The Iran Nuclear Agreements Review Act (INARA) requires the administration to certify every 90 days whether Iran is compliant with nuclear commitments. Treasury has been building a sanctions architecture under NSPM-2 and the September 2025 UNSC snapback authority. Bessent's nuclear framing on the Hengli designation fills the gap between OFAC's oil-revenue authority and INARA's nuclear-programme authority, allowing Treasury to pursue both simultaneously without a new presidential executive order.

Brent closed at $105.73 on 24 April , 57% above the pre-war baseline.

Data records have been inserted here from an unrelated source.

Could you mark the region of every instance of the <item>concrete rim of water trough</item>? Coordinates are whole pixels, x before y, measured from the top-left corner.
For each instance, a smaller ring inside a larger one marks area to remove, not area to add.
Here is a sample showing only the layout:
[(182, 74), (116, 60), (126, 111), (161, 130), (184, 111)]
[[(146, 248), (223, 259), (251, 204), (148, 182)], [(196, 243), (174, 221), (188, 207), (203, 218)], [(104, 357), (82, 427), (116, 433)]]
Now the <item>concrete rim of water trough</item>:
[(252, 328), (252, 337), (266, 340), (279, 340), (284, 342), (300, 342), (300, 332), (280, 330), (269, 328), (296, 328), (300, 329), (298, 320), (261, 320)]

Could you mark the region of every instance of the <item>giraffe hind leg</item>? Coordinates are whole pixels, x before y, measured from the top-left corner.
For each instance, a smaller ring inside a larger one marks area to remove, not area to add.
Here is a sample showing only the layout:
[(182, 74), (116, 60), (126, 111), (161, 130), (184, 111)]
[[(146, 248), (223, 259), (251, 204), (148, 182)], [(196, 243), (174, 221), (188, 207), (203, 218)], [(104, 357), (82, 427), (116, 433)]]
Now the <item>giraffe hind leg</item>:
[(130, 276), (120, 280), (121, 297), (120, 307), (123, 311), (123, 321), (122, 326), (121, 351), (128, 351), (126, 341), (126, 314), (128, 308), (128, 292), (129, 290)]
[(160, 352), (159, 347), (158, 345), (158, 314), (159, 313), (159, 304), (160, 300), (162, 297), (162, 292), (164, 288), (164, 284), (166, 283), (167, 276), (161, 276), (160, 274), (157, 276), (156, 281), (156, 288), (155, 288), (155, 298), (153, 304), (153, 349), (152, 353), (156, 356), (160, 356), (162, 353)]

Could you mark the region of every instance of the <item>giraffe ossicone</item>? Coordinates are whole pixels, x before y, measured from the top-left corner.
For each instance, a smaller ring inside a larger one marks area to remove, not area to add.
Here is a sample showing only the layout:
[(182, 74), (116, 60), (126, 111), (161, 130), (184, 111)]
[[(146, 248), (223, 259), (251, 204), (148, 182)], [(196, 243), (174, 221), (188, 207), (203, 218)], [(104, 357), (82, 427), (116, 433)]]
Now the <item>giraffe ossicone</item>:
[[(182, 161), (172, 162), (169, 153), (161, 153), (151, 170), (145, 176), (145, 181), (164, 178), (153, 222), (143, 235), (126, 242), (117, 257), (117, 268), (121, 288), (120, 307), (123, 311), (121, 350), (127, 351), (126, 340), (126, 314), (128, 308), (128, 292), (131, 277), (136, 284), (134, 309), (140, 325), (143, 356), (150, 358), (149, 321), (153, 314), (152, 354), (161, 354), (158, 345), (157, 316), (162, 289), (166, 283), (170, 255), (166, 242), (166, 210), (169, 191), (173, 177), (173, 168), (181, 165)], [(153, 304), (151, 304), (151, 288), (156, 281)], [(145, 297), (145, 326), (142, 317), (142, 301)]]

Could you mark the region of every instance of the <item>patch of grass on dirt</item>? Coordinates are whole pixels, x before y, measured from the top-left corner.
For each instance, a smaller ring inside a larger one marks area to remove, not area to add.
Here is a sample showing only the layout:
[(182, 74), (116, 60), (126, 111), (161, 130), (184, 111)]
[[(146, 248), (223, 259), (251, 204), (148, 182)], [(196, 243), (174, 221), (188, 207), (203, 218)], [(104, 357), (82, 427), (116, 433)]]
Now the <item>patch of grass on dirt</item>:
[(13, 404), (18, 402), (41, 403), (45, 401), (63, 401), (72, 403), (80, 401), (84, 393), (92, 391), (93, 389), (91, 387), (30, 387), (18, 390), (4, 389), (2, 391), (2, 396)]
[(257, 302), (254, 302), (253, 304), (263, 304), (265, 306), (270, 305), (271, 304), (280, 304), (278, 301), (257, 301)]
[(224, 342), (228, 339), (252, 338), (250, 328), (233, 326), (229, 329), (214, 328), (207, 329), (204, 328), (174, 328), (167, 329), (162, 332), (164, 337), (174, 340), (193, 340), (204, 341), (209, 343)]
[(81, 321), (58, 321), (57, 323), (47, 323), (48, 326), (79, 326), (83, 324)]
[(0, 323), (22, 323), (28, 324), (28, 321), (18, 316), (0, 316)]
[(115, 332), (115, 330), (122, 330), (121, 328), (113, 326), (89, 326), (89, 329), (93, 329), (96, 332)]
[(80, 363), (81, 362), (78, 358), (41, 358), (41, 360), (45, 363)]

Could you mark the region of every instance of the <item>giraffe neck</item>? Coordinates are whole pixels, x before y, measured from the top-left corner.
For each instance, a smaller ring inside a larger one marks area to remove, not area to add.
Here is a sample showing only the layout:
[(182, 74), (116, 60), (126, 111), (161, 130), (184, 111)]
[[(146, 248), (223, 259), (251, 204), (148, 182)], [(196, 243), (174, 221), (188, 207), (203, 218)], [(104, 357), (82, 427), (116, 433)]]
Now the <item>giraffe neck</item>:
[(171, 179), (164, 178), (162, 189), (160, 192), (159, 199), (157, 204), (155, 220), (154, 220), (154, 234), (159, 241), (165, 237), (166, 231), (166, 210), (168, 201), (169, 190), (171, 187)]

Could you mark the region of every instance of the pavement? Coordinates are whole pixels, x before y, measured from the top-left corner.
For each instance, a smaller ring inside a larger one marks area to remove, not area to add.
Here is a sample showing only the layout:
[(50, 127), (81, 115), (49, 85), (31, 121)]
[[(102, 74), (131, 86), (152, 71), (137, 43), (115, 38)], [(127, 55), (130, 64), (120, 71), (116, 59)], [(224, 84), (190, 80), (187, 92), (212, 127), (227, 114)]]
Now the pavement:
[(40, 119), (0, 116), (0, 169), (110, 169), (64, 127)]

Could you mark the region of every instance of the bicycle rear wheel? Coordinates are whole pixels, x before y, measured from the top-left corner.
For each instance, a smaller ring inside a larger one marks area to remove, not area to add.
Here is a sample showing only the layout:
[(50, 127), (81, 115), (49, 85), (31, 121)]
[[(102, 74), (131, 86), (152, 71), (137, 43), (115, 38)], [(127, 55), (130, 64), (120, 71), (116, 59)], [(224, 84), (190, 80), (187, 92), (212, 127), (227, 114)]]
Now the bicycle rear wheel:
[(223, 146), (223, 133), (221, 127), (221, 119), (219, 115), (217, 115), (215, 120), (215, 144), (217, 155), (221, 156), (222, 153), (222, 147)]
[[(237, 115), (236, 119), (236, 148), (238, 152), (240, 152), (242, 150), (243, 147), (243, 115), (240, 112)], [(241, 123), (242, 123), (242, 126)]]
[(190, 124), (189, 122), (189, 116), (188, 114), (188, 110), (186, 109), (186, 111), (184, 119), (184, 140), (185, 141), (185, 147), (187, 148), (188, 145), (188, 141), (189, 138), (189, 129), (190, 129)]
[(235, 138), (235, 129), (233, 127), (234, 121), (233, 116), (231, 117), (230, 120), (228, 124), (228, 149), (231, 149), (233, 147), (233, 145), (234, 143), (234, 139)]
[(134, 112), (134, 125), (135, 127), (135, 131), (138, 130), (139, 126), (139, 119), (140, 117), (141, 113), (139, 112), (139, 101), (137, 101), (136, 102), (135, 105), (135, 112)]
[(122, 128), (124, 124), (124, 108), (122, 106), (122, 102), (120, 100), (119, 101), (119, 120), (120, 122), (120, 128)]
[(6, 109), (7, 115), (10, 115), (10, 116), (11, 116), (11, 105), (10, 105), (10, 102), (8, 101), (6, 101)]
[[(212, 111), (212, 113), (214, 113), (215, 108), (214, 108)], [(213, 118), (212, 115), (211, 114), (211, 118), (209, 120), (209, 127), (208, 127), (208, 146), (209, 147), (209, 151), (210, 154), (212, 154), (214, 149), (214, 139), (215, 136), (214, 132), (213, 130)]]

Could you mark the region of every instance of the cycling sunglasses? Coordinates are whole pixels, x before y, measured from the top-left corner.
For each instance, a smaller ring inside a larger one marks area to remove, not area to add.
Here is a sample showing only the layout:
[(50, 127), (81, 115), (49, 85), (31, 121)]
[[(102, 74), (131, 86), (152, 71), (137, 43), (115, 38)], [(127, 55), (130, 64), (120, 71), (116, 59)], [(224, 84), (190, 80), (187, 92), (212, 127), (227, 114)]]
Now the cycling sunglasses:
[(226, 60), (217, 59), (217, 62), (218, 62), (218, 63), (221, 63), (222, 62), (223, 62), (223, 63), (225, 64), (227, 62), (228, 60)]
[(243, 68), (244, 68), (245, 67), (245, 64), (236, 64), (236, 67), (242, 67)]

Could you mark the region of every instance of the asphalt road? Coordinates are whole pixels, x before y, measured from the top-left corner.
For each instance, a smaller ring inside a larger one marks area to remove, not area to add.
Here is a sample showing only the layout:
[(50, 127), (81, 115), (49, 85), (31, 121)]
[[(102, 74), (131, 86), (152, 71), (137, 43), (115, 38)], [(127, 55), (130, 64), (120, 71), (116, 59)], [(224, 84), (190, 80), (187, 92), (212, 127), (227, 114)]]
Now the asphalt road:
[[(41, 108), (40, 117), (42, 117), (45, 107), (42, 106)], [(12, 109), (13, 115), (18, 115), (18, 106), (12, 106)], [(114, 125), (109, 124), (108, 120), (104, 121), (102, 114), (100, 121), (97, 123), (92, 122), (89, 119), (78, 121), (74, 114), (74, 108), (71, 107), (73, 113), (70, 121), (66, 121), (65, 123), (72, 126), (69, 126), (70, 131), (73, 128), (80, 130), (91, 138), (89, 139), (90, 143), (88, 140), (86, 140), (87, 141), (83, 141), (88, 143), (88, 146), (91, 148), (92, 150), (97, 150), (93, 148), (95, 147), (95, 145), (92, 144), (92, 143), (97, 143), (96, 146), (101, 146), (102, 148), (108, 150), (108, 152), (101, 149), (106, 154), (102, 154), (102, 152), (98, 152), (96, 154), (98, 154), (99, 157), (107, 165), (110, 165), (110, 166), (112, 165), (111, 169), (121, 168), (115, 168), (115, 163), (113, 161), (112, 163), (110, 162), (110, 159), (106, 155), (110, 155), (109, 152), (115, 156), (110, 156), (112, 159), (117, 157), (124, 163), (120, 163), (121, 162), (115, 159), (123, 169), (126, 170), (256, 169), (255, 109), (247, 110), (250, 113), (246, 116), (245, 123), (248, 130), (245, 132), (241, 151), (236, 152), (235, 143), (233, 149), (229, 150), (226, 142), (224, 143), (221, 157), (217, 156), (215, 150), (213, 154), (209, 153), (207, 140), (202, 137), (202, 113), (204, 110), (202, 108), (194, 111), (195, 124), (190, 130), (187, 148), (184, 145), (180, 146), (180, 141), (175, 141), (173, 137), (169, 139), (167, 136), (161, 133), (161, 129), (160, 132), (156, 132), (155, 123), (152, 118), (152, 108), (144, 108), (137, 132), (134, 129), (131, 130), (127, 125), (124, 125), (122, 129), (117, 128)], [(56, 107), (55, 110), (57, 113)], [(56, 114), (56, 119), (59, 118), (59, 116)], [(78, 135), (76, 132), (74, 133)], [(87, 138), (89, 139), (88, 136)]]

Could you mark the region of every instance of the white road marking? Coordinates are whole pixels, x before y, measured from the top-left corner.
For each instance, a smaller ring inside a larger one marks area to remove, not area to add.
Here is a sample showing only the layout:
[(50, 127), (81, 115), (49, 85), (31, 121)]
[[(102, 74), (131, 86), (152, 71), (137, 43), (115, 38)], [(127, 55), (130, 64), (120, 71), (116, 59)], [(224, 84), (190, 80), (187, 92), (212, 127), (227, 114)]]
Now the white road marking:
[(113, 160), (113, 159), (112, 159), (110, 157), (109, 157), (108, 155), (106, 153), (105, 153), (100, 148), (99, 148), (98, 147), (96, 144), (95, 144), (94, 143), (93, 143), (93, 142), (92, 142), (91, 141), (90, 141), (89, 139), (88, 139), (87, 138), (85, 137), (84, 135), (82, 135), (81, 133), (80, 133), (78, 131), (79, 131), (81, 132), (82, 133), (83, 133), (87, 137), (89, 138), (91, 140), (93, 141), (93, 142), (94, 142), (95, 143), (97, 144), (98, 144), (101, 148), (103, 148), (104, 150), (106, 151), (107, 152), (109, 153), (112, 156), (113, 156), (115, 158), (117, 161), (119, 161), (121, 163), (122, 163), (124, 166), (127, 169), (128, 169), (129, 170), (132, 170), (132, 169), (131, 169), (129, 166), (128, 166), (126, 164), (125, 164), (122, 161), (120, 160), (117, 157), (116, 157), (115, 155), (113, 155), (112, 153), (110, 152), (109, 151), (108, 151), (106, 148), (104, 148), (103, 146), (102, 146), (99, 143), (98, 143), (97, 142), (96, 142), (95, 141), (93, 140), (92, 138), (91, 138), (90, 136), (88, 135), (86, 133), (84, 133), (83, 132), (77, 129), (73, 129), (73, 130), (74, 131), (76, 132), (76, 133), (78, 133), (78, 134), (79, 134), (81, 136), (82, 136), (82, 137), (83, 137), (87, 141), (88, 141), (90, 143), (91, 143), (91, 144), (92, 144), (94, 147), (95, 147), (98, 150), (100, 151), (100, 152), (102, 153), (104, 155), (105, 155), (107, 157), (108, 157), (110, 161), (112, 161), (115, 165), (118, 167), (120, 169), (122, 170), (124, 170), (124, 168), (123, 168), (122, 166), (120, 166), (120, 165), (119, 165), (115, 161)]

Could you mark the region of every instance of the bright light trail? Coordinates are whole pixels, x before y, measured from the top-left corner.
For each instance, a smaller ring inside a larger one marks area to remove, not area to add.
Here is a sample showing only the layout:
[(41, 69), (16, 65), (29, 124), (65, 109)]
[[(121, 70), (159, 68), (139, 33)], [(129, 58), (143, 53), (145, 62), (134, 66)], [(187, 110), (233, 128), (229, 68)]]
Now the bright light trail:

Designating China's second-largest teapot refinery sends a structural signal to the oil market that supply disruption is being actively tightened, reinforcing the price pressure without a new military action.

What could happen next?
  • Precedent

    The nuclear framing on a shadow-fleet designation creates a template for applying INARA enforcement provisions to oil-revenue actions, bypassing the need for new presidential executive instruments.

    Medium term · 0.78
  • Risk

    China's Ministry of Commerce may announce retaliatory trade measures against US firms operating in China in response to the Hengli designation, as it did after the Huawei action.

    Short term · 0.62
  • Consequence

    The General License V wind-down with no published deadline creates compliance uncertainty for Hengli's 400,000 b/d customer base; buyers must choose between continuing under legal risk or switching supply immediately.